Thursday, January 26, 2017

Being-a-Writer

I find Jean-Paul Sartre to be horribly mistaken about the problem of mauvaise foi (bad faith). Not completely mistaken, of course, as I have said in times past how I find his notion of “bad faith” – bad faith being, as simply put as possible, the way the self lies to the self about who it is in order to become who it thinks it ought to become – to hold up with man’s general inability to live authentically, nor mistaken in a philosophical way, given the ways in which the ontology presented in Being and Nothingness is so meticulously put-together that it seems difficult, to me, to surpass or reject.

But maybe I speak not just as a reader of Sartre but also a reader of Frantz Fanon, who himself seems to also have a problem regarding bad faith – that is, that as a black man in “not-that-racist” (re: racist) France, Fanon found his overdetermination coming from without rather than simply from within. Is it bad faith if one is not who the World say is? I will leave that one for the readers and interpreters and interlocutors of Black Skin, White Masks to decide.

For me, however, I find a different struggle with the idea of bad faith. Sartre’s bad faith functions as a problem that entraps us within certain modes of being. The most famous example, of course, is the waiter who is playing at being-a-waiter. His essential being, of course, is not as a waiter, but when he dons his clothing and waits tables he assumes the character and nature – even the being – of a waiter. This, Sartre would assert to us, is not the waiter as he really is nor is it the waiter as he ought to be. The waiter is likely being-a-waiter in order to fulfill some other purpose in his life (probably paying the bills). But, as Sartre often remarks, he has radical freedom to be what he wants to be. He could doff his waiter-ing garb and thrust his plates upon the faces of the cafĂ©’s patrons and then off and become… something else.

Yet, deep within my soul, I find in myself the reality of being-a-writer. I have not donned any writerly-garb in order to become a writer. Nor have I really written anything suitably worthwhile to become a writer. I enrolled in a graduate program that improved my writing, no doubt, and that allowed me to become the sort of reader who is able to begin tackling Being and Nothingness, amidst others. But when I say that I am a writer, I mean something more essentialist rather than existential. I am not describing something that is definable or describable through external sources of knowledge and knowing. Rather, I am actually describing something more like the framework of my soul. As a Christian, I call this something a little more like “Calling” or “Vocation” or “Purpose.” There’s an Image that I have been made in – the Image of the Logos Himself – and that Image imprints upon my very being something of a distinct personal character.

No doubt, and I see proof for this too, I often live out of some kind of bad faith. I do not think that Sartre’s observation is wrong; I think that bad faith is the sort of relationship with freedom that mankind has under the domain of sin. I would even go further and assert that Sartre’s radically-free subject is always-already a subject of some kind of bad faith. Here I’d follow Louis Althusser in his description of the subject of ideology, but I would, using my fancy Christian language, replaced ideology with the true power that undergirds this bad faith: that is, Idolatry.

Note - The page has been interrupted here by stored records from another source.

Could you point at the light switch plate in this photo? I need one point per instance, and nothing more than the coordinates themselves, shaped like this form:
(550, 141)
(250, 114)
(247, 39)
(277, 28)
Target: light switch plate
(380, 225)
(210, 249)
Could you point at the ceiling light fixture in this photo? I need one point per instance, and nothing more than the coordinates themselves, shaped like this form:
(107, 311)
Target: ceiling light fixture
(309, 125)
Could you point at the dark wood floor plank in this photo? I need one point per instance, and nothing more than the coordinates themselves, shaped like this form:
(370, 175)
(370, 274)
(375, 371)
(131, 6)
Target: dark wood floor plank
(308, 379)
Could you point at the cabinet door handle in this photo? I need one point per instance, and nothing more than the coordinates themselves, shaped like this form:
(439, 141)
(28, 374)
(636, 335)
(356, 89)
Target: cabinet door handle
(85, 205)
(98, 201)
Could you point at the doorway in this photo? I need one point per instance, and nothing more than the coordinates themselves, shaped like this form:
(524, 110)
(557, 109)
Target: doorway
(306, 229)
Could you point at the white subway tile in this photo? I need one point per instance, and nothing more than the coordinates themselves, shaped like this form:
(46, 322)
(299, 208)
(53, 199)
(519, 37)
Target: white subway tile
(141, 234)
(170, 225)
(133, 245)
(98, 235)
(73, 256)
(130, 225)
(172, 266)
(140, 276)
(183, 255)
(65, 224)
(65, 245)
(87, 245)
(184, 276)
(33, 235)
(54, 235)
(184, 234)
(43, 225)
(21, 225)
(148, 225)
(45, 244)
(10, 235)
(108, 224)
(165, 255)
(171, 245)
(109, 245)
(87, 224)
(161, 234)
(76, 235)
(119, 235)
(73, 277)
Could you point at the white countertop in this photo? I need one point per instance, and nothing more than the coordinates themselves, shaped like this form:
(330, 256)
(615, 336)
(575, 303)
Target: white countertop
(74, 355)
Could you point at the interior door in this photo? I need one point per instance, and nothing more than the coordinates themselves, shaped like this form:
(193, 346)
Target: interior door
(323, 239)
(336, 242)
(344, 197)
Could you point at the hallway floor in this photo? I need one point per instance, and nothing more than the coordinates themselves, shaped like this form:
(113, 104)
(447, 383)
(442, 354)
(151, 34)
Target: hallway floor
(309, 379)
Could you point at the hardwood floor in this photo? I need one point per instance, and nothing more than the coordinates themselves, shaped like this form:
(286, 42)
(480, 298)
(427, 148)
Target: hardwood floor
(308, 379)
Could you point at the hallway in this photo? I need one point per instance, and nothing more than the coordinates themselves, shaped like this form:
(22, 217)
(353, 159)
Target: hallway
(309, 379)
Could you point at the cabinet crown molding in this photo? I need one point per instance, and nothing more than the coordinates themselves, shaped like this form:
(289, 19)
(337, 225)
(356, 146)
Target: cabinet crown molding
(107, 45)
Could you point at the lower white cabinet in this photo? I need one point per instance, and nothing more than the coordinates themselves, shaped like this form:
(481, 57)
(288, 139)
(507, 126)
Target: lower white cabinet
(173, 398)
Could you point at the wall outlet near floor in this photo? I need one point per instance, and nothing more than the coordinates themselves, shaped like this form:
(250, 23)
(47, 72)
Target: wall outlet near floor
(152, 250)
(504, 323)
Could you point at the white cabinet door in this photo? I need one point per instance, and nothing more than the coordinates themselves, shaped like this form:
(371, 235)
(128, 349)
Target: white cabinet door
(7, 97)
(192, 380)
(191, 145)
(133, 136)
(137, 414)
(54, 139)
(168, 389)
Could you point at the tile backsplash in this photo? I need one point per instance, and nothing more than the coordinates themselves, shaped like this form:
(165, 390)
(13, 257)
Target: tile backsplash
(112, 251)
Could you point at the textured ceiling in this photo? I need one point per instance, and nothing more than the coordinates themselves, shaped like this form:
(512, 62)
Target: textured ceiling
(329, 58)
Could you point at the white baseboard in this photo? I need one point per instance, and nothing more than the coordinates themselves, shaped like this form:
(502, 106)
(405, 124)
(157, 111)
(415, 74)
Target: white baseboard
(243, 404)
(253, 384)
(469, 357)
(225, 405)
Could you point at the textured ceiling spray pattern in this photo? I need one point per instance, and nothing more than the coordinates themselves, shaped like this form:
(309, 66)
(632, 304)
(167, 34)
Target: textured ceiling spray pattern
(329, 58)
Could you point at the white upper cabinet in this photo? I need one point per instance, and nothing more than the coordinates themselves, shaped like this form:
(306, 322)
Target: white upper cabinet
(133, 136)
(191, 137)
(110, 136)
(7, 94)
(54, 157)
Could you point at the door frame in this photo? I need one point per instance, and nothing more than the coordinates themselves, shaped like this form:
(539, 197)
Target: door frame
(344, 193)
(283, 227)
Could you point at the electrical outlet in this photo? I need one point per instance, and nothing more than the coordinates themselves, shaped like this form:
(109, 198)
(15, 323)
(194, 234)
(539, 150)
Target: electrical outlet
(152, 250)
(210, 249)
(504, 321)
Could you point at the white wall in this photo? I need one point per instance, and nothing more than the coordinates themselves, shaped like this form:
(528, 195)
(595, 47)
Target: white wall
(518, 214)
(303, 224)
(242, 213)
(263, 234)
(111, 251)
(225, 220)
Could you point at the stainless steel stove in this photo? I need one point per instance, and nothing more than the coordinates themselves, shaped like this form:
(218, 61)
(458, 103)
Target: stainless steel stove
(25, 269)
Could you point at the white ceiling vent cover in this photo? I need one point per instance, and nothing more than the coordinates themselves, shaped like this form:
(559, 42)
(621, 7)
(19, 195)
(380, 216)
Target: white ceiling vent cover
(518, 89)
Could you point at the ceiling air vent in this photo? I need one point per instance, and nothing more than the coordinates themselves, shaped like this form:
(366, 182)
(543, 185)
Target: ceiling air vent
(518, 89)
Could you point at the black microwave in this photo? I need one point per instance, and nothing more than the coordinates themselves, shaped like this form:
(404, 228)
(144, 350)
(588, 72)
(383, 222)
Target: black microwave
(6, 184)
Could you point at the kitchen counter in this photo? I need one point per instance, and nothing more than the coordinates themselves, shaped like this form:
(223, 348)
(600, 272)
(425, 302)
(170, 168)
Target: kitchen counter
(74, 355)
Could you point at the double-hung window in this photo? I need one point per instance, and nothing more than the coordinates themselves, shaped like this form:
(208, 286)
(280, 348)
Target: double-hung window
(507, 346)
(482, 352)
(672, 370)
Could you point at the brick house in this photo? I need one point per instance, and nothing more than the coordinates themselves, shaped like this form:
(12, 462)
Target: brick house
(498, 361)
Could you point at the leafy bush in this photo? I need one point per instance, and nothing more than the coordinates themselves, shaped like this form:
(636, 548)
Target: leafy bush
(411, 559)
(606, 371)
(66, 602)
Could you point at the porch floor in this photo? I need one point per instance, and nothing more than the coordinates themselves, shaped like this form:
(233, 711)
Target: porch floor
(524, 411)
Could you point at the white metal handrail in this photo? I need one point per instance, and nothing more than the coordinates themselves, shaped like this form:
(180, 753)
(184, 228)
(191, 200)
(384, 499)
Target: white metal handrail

Bad faith for me, however, manifests in my incessant struggle to write. While Sartre’s waiter is playing at being-a-waiter and lying to himself that his internal nature is truly a waiter, when he is not, my true being of being-a-writer (that is, being-a-writer-in-itself, rather than for-itself) is constantly doffed in my life for the sake of other ‘beings.’ I will, for a short time yet, be-a-lab-manager, or be-a-Chicagoan. Maybe too I wrestle against the seductive ontological claim that calls itself ‘being-not-a-writer.’ This is the most devastating ontology.

I find it hard to be me, that is, Ian-who-is-a-writer. Part of it has to do with the stunning amount of inauthentic and haphazard writing that exists out there these days, both in journalistic and in academic circles. And do not get me started on “Christian writing,” because it’s a crapshoot nine out of ten times.

Here I am faced with a stunning reversal of Sartre’s bad faith: I cannot be what I really am, and instead I continually struggle with the becoming of what I really am. I am not becoming that which I wish to be or that which I radically choose to be. To risk sounding deterministic, I am becoming what I was already and am, but I am not that being right now.

This, to me, is the greatest difficulty.